The ghost of “Dynasty” thrives at ABC, rubbing its crusty shoulder pads with the new shows on its lineup. Three current network series — “Revenge,” “Nashville” and “Scandal” — borrow heavily from the Esther and Richard Shapiro melodrama that pretended to be about Denver’s Carrington family, but was really about two women fighting over the same man. It was a classic case of the ex-wife being jealous of the new wife. Rapacious mascara queen Alexis Colby (Joan Collins) plotted and schemed against her replacement, frosted blonde Krystle Carrington (Linda Evans), for debonair silver-haired tycoon, Blake (John Forsythe). Their rivalry culminated in a now-classic, hair-pulling fight in the Carrington estate lily pond.

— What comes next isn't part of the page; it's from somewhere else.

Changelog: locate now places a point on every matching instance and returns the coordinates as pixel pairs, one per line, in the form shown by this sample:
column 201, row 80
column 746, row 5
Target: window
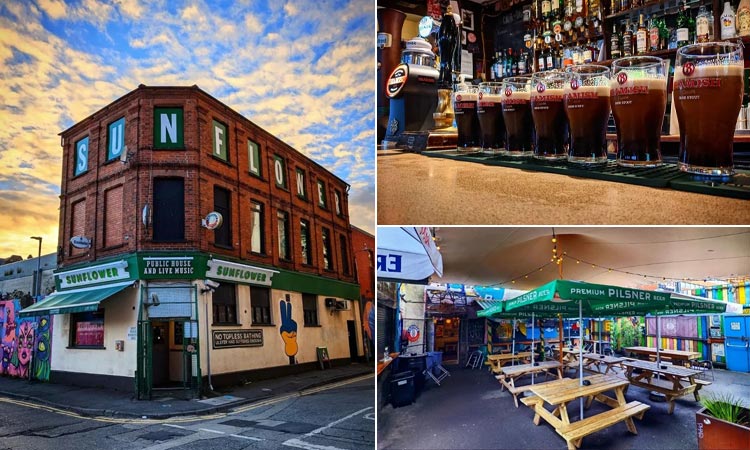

Other prime-time soaps had their heyday while “Dynasty” aired in the 1980s — most notably “Dallas” — but the glitzy series always had the edge and a rabid following. Now that ABC has almost given over its slate to soap staples such as “Grey’s Anatomy,” the “Dynasty” model serves them well. Pick a glamorous backdrop, hopefully with a business orientation, hook your main characters into that scheme and then set them against each other, with lots of ancillary ingénues and hunks.

SCANDAL

Thursday, 10 p.m., ABC

The Shonda Rhimes drama is the ABC show that comes closest to “Dynasty.” The setting is Washington, D. C. and the ultimate power corridor—the White House. The man being fought over is none other than the president of the United States, Fitzgerald Grant (Tony Goldwyn, above left). Rhimes cleverly updates the “Dynasty” template by having one of the warring women be a public relations crisis manager, Olivia Pope (Kerry Washington, above center), instead of the standard ex-wife. Although there is an Oval Office here, advisers up the ying-yang and the president has actually committed murder, but the real subject of “Scandal” is how will Mellie, the first lady (Bellamy Young, above right) win back her man or crucify him if he ultimately chooses the Other Woman. Olivia and Mellie may wind up in the Potomac or the reflecting pond in front of the Lincoln Memorial, as a nod to Alexis and Krystle, before the season finale, but we expect their tussles to last for years to come.

REVENGE

Tonight, 9 p.m., ABC

The kinkiest of the three “Dynasty” ripoffs, “Revenge” pits another young woman against a middle-aged woman — but this time, it’s over a dead man. Emily Thorne (Emily Van Camp, left) has come to the Hamptons to get even with the Grayson family, headed by Victoria (Madeleine Stowe, right), a waxen-faced socialite whom Emily despises for causing her father to go to prison and die. Although the show is called “Revenge,” the story is one drawn-out catfight — without claws. Victoria and her frozen forehead are still standing, even after she was supposed to die in a plane crash. Emily tries to be like Alexis but is missing her crisp imperiousness and she’s no match for the obviously twisted Victoria. With viewers disappearing as “Revenge” drags on, perhaps the creators could have called this one “Grudge.”

NASHVILLE

Wednesday, 10 p.m., ABC

Callie Khouri once won an Oscar for her “Thelma & Louise” screenplay. In that iconic film, two vivacious women who were actually friends and did not fight over the stud — Brad Pitt — when he showed up like tumbleweed on their cross-country trip. Louise never interfered with Thelma’s one-night stand with the thief. On “Nashville,” Khouri has learned the lesson that women on ABC shows must be rivals and ready for a catfight at the drop of a hat, or in the case of this country-music soap, a chord change. Our women are down-home aging star, Rayna Jaymes (Connie Britton, above right) — the Krystle of the piece — and her rival for the spotlight, petulant rising star Juliette Barnes (Hayden Panettiere, above left), a white-trash version of Alexis. The man they are fighting over is no Blake Carrington, but weather-beaten lead guitarist Deacon Claybourne (Charles Esten, inset). Rayna’s former lover — and possibly the father of one of her children — Deacon is the kind of low-key lover a woman finds so unforgettable that she’d be willing to finance his many trips to rehab. Juliette, trapped in a musical demographic that makes her tons of money with teenyboppers but earns her zilch musical credibility, resented Rayna’s rapport with Deacon from the time she saw them do a duet at The Bluebird Café. Before you could say “Y’all about Eve,” Khouri played up that resentment with several blistering encounters, but no catfights — yet. These country divas are not evenly matched. Juliette is about half the size of Rayna so it’s no contest in the strength department. Again, just like “Dynasty,” the backdrop of the country music scene and its winners and losers never overshadows the show’s central romantic triangle.